Hillary Clinton discussed on her private email server at the State Department a nuclear scientist who the Iranian government executed this past week for spying on behalf of the United States.
Shahram Amiri, who worked with the Central Intelligence Agency to collect intelligence on Tehran’s nuclear program, was hanged for treason, Iran’s state-controlled media confirmed Sunday.
Iranian judiciary spokesman Gholamhosein Mohseni Ejehi said Amiri "had been linked to our hostile and number one enemy, America, the Great Satan" with "access to the country’s secret and classified information."
Amiri, born in 1977, disappeared in Saudi Arabia during a religious pilgrimage to Mecca in 2009 before resurfacing a year later in the U.S., claiming that the CIA had abducted and tortured him.
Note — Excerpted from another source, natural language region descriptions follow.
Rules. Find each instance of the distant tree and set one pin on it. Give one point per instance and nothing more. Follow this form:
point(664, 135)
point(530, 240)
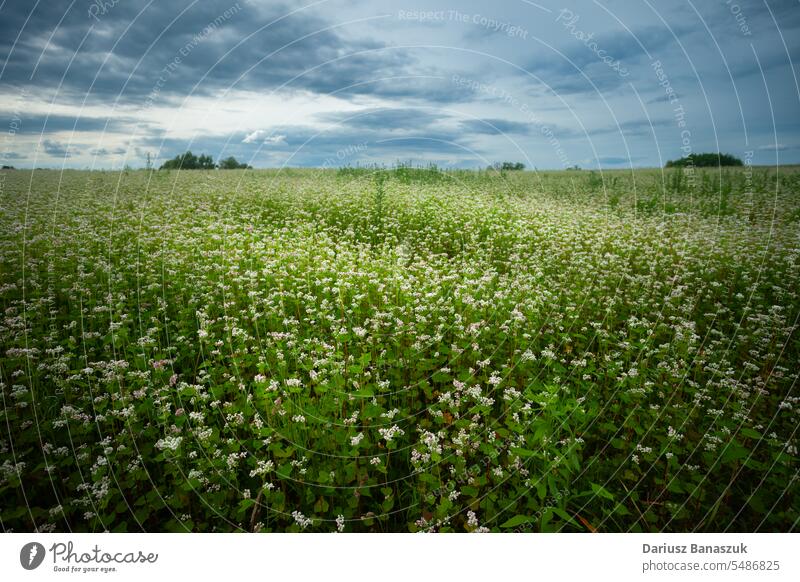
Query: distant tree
point(187, 161)
point(230, 163)
point(206, 162)
point(508, 166)
point(709, 160)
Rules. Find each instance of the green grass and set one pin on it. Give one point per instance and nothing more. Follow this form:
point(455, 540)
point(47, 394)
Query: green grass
point(399, 350)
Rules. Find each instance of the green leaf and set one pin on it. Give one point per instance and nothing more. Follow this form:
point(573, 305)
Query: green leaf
point(515, 521)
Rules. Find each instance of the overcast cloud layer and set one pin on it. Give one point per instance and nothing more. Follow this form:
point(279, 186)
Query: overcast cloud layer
point(102, 83)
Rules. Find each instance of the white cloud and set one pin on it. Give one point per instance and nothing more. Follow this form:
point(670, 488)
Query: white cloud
point(261, 135)
point(773, 147)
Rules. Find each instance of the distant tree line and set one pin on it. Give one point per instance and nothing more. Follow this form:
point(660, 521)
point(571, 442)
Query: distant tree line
point(507, 166)
point(705, 161)
point(189, 161)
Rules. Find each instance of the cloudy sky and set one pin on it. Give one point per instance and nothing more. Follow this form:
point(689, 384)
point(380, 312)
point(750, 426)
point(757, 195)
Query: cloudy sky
point(609, 83)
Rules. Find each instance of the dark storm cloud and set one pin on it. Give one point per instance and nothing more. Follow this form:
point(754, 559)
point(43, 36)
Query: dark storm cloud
point(59, 150)
point(143, 53)
point(497, 126)
point(385, 119)
point(300, 51)
point(577, 67)
point(36, 124)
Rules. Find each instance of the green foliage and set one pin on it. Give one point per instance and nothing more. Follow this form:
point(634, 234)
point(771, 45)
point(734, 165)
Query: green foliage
point(230, 163)
point(705, 161)
point(508, 166)
point(189, 161)
point(404, 349)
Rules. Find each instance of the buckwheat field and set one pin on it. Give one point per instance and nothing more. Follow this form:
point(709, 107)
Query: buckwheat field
point(400, 350)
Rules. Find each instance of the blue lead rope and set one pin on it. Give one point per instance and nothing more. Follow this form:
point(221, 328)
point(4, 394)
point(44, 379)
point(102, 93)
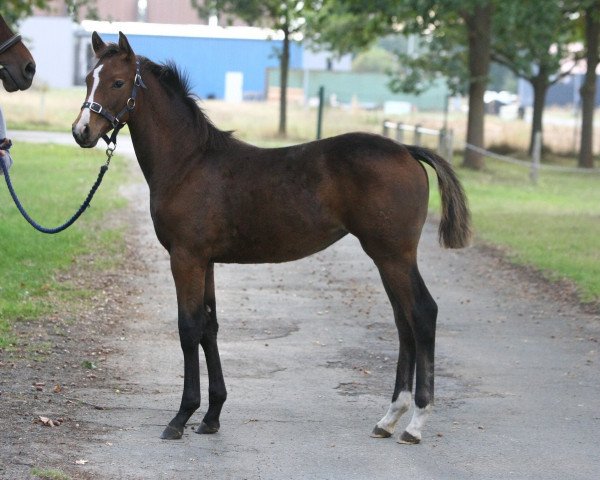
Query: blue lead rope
point(71, 221)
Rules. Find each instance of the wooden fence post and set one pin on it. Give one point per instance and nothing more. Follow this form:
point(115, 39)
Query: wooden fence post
point(536, 157)
point(417, 135)
point(385, 129)
point(399, 133)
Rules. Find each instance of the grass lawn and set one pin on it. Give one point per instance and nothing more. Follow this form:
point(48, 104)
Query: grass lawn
point(52, 182)
point(553, 226)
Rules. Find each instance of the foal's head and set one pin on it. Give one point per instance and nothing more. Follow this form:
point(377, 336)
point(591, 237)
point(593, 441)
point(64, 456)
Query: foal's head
point(110, 87)
point(17, 67)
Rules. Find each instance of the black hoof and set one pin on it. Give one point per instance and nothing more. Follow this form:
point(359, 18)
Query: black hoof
point(204, 428)
point(408, 439)
point(380, 433)
point(171, 433)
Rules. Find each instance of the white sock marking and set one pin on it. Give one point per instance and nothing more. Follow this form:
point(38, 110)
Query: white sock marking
point(395, 411)
point(416, 424)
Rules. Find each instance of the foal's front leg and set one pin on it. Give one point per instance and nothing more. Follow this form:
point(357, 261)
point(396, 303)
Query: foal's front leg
point(189, 276)
point(217, 393)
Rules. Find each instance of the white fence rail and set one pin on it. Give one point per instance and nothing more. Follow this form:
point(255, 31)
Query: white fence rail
point(402, 132)
point(445, 149)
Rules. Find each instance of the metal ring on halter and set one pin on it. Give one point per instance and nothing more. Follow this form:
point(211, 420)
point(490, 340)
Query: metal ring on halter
point(10, 42)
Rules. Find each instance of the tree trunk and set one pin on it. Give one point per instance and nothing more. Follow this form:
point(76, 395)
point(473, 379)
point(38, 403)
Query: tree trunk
point(283, 70)
point(588, 89)
point(540, 88)
point(479, 32)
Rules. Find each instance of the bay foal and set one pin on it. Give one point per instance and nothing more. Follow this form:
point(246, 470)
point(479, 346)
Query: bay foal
point(215, 199)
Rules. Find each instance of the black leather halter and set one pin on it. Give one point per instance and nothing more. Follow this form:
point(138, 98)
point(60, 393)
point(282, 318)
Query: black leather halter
point(115, 120)
point(4, 46)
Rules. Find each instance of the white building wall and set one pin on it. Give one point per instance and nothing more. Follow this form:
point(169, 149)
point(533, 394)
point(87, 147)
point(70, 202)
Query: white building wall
point(51, 41)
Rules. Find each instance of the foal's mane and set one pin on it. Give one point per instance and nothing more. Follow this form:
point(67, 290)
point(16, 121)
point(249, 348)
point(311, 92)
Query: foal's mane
point(177, 84)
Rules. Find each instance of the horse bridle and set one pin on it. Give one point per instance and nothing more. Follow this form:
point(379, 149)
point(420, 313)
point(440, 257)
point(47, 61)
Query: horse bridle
point(115, 120)
point(7, 44)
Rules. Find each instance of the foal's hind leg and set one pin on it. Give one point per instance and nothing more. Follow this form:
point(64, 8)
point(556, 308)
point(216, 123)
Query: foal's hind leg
point(417, 312)
point(402, 395)
point(217, 393)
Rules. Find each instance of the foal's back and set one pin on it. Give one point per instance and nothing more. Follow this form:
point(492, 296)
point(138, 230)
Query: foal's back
point(273, 205)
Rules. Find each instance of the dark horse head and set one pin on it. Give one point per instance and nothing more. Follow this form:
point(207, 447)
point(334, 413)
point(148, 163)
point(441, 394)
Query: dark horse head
point(17, 67)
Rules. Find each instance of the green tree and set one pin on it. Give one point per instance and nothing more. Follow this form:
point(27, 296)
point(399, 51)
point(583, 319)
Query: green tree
point(588, 14)
point(454, 41)
point(534, 41)
point(14, 10)
point(287, 16)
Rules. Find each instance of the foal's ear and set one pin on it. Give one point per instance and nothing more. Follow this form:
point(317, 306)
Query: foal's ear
point(124, 44)
point(97, 43)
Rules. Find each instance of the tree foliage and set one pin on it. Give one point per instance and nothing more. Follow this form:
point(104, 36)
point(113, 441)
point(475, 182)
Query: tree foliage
point(14, 10)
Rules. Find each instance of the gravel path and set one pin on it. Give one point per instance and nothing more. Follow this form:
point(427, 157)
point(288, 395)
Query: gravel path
point(309, 351)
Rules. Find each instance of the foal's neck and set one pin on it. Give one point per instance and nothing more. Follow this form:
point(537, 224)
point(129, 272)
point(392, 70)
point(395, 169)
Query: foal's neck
point(163, 134)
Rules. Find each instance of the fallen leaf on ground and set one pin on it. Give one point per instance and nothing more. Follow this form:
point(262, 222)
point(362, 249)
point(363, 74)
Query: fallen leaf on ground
point(48, 422)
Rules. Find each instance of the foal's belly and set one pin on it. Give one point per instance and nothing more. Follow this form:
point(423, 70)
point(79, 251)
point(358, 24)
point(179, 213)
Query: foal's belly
point(277, 247)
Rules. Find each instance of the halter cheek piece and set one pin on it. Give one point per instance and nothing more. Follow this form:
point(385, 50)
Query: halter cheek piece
point(115, 120)
point(4, 46)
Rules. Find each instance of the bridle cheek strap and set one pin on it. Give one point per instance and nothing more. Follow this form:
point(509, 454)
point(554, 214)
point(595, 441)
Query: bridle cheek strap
point(115, 120)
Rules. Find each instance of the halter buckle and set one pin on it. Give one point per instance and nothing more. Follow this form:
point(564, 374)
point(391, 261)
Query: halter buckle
point(95, 107)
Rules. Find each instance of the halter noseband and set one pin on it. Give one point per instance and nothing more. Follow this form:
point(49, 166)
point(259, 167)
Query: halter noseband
point(4, 46)
point(115, 120)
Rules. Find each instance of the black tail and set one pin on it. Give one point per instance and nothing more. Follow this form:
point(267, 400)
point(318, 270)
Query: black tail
point(455, 225)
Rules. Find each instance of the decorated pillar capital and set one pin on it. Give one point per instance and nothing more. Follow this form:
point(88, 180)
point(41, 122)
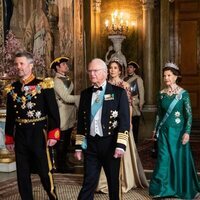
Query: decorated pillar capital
point(97, 6)
point(148, 4)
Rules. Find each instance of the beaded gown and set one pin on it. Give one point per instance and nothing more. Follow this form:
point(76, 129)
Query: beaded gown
point(132, 172)
point(175, 174)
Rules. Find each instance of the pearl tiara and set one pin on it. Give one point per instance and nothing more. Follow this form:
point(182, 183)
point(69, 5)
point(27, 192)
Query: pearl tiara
point(172, 65)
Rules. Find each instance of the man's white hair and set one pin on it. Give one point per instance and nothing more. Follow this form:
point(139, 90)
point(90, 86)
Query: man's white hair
point(100, 63)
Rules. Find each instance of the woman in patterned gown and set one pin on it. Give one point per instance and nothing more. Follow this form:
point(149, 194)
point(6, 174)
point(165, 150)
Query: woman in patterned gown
point(132, 173)
point(175, 174)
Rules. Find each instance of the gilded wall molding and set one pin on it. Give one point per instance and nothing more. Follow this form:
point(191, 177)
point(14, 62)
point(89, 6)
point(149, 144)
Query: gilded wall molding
point(1, 23)
point(97, 6)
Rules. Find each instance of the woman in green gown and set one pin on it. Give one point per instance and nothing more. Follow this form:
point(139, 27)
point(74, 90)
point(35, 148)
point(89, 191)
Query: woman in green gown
point(175, 174)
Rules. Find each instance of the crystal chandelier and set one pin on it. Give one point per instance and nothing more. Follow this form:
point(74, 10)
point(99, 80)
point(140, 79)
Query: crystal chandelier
point(119, 24)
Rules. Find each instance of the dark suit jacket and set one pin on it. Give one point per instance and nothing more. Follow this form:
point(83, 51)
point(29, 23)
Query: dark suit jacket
point(115, 109)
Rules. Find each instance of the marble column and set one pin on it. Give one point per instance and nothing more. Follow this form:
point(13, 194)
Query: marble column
point(95, 27)
point(149, 70)
point(149, 54)
point(164, 34)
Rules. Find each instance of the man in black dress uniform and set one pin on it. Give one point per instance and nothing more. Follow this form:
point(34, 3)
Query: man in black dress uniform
point(102, 131)
point(31, 104)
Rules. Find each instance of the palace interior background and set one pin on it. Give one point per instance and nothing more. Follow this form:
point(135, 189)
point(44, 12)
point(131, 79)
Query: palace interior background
point(163, 30)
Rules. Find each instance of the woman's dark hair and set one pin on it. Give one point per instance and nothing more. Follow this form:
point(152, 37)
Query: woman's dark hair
point(176, 72)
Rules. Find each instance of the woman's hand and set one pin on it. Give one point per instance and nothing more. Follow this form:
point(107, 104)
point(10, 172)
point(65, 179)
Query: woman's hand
point(185, 138)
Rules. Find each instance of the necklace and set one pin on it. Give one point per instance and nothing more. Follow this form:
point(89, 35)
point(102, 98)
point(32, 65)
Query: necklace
point(172, 91)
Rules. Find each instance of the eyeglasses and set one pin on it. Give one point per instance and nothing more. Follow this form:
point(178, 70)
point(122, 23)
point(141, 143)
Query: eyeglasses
point(95, 71)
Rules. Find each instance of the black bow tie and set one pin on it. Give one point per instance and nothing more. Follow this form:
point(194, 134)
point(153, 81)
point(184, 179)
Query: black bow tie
point(94, 89)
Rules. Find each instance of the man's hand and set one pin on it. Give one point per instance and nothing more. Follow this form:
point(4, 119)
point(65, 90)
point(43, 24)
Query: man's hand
point(118, 153)
point(51, 142)
point(78, 155)
point(10, 147)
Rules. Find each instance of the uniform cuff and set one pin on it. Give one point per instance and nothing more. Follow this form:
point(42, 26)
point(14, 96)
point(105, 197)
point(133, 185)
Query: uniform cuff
point(9, 139)
point(54, 134)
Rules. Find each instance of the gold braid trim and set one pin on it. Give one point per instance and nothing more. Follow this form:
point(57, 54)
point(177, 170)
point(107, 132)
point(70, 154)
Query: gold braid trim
point(122, 138)
point(79, 139)
point(47, 83)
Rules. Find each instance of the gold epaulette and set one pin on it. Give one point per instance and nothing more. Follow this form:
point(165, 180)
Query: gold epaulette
point(8, 88)
point(79, 139)
point(47, 83)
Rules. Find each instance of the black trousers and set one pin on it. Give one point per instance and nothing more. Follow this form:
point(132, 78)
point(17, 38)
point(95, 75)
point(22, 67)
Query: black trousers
point(135, 127)
point(32, 156)
point(99, 152)
point(62, 148)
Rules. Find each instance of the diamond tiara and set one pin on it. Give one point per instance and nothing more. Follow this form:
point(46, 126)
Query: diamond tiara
point(172, 65)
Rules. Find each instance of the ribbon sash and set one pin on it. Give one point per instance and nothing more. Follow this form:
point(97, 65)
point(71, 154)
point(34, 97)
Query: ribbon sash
point(171, 107)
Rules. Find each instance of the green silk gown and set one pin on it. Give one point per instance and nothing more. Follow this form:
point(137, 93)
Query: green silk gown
point(174, 174)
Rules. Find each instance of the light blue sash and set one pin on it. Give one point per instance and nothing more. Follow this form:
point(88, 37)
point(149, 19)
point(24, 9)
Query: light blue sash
point(94, 109)
point(97, 105)
point(171, 107)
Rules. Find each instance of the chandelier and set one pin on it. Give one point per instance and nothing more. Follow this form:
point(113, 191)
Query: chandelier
point(119, 24)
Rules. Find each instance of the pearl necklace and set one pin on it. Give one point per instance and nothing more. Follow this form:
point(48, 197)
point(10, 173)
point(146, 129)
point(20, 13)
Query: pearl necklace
point(170, 92)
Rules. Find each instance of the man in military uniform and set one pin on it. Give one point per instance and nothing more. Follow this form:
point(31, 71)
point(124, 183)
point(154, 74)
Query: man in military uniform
point(137, 93)
point(67, 104)
point(32, 124)
point(102, 131)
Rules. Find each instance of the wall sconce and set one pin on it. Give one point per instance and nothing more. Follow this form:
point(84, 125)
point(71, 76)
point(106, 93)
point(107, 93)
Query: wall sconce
point(119, 24)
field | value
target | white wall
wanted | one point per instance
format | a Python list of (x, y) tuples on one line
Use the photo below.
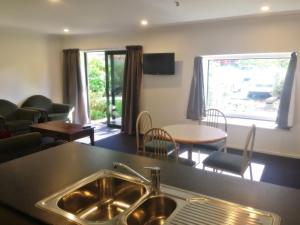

Two weeks later, Amiri visited the Iranian-interests section at the Pakistani Embassy in Washington, D.C. and demanded to return back to Iran.
Clinton, who was secretary of state at the time, maintained that Amiri had arrived in American "of his own free will."
Ten days before Amiri departed for Tehran, a State Department official emailed Clinton claiming that he had psychological problems, the Associated Press reported.
"Per the subject we discussed, we have a diplomatic, ‘psychological’ issue, not a legal issue," wrote Richard Morningstar, a former State Department special envoy for Eurasian energy. "We should recognize his concerns and frame it in terms of a misunderstanding with no malevolent intent and that we will make sure there is no recurrence. Our person won’t be able to do anything anyway. If he has to leave, so be it."
A separate email from senior Clinton adviser Jake Sullivan touched on the State Department’s concerns about media coverage of Amiri.
"The gentleman ... has apparently gone to his country’s interests section because he is unhappy with how much time it has taken to facilitate his departure," Sullivan wrote. "This could lead to problematic news stories in the next 24 hours."
Sen. Tom Cotton (R., Ark.) called Clinton’s decision to transmit details about Amiri across her unsecured system "reckless."
"That goes to show just how reckless and careless her decision was to put that kind of highly classified information on a private server, and I think her judgment is not suited to keep this country safe," Cotton said Sunday on CBS.